Data Lake Architecture
Building a data lake architecture and selecting a technology stack is a complex undertaking, requiring the integration of numerous different technologies for data storage, ingestion, processing, operations, governance, security and data analytics – as well as specialized expertise to make it all work. When selecting your tech stack, it is important to choose technologies that are scalable, extensible, modular and interoperable so that you have the option to incorporate new and emerging tools and technologies as they evolve. The big data landscape continues to change rapidly – so this really is critical to keep in mind to ensure you make the most of your investment.
Next Generation Data Lakes: On-Prem vs. Cloud
A modern data lake infrastructure should integrate both on-premise and cloud storage. Even in today’s world, where cloud adoption seems to be the go-to strategy of every IT expert, on-prem storage and processing in reality are important to enterprise-wide data lakes, as they provide tighter control of data security and data privacy.
However, the cloud also is vital to the data lake.
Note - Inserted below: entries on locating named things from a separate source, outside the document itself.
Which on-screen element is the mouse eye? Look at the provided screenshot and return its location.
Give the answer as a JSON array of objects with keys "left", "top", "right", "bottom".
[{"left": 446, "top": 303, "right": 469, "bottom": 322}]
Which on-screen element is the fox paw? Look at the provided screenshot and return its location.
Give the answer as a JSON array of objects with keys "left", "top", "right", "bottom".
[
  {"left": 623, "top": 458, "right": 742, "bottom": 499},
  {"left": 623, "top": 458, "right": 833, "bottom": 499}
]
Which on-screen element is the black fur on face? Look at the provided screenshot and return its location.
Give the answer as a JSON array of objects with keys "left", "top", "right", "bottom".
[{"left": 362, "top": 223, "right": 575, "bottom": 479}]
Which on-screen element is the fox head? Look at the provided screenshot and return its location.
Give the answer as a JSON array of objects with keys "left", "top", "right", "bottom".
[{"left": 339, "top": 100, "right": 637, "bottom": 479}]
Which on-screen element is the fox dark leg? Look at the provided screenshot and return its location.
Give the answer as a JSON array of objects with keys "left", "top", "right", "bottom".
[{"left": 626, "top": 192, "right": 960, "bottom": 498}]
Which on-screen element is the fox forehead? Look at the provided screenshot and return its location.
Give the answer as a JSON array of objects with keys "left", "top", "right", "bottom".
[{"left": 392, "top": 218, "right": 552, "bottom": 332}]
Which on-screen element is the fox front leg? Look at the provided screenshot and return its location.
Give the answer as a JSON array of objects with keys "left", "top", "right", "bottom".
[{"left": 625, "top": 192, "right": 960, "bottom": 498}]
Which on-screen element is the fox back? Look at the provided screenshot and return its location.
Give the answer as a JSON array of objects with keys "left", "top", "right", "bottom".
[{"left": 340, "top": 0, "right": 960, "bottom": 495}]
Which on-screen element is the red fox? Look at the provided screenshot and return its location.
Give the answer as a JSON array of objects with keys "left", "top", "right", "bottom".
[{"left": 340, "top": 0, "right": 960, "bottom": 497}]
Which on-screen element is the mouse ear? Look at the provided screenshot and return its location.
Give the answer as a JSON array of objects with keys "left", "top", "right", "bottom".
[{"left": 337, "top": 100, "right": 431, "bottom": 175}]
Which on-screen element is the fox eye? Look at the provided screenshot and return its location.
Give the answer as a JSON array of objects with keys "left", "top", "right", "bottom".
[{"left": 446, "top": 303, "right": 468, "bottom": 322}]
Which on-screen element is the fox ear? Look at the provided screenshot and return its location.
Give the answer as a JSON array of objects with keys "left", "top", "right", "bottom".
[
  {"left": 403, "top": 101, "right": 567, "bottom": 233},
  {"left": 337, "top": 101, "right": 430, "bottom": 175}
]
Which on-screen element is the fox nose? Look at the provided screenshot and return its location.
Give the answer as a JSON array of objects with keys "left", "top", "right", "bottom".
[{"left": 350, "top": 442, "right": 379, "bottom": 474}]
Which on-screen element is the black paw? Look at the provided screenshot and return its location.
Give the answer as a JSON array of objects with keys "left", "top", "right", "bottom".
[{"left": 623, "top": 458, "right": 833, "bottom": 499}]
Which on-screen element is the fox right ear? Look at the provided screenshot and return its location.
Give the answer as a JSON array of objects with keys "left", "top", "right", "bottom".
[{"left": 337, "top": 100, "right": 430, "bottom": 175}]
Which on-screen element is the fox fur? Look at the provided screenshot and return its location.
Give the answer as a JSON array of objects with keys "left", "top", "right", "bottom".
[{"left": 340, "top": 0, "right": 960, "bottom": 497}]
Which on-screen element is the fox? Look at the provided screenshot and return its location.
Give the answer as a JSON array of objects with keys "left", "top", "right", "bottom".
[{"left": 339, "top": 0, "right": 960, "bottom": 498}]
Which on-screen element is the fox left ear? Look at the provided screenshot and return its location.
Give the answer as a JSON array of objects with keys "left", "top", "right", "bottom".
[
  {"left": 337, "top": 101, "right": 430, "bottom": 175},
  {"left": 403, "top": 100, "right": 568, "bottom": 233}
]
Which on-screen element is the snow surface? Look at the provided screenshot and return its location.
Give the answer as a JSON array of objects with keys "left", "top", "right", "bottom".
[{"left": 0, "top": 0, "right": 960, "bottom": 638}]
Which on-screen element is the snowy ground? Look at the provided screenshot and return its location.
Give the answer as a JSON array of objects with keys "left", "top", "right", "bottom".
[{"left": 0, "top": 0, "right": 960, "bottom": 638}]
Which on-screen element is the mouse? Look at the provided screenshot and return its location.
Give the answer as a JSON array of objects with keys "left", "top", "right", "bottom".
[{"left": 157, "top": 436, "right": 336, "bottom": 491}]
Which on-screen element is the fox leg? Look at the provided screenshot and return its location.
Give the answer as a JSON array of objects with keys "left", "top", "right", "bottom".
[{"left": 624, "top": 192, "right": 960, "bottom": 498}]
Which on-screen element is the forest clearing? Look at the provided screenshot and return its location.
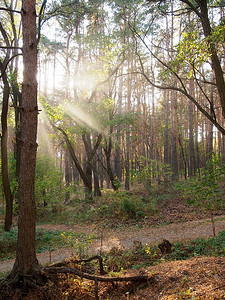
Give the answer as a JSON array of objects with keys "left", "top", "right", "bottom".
[
  {"left": 0, "top": 0, "right": 225, "bottom": 300},
  {"left": 0, "top": 186, "right": 225, "bottom": 299}
]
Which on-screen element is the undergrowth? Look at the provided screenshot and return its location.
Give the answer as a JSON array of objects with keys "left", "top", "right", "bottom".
[
  {"left": 104, "top": 230, "right": 225, "bottom": 273},
  {"left": 0, "top": 226, "right": 90, "bottom": 260}
]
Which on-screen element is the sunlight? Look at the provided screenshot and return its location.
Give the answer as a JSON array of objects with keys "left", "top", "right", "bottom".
[
  {"left": 64, "top": 103, "right": 102, "bottom": 132},
  {"left": 37, "top": 102, "right": 56, "bottom": 158}
]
It offers the highly scalable and elastic storage and computing resources enterprises need for large-scale processing and data storage – without the overhead of provisioning and maintaining expensive infrastructure. Also, as big data tools and technologies continue to rapidly change, cloud-based data lakes can be used as development or test environments to evaluate new tools and technologies before bringing them to production, either in the cloud or on-prem.
Data Lake Storage: Your Options
- HDFS: For on-prem data lakes, HDFS remains the storage of choice, as it provides distributed data with replication. This allows for faster processing of big data use cases. HDFS also allows enterprises to create storage tiers for data lifecycle management, leveraging those tiers to save on cost, while maintaining data retention policies and regulatory requirements.
- Cloud storage: Cloud-based storage offers a unique advantage as it allows for the decoupling of storage and compute, enabling enterprises to cut storage costs and leverage different compute powers to meet specific use case demands. Cloud storage also allows for creating tiered storage to optimize cost and for data retention and regulatory requirements.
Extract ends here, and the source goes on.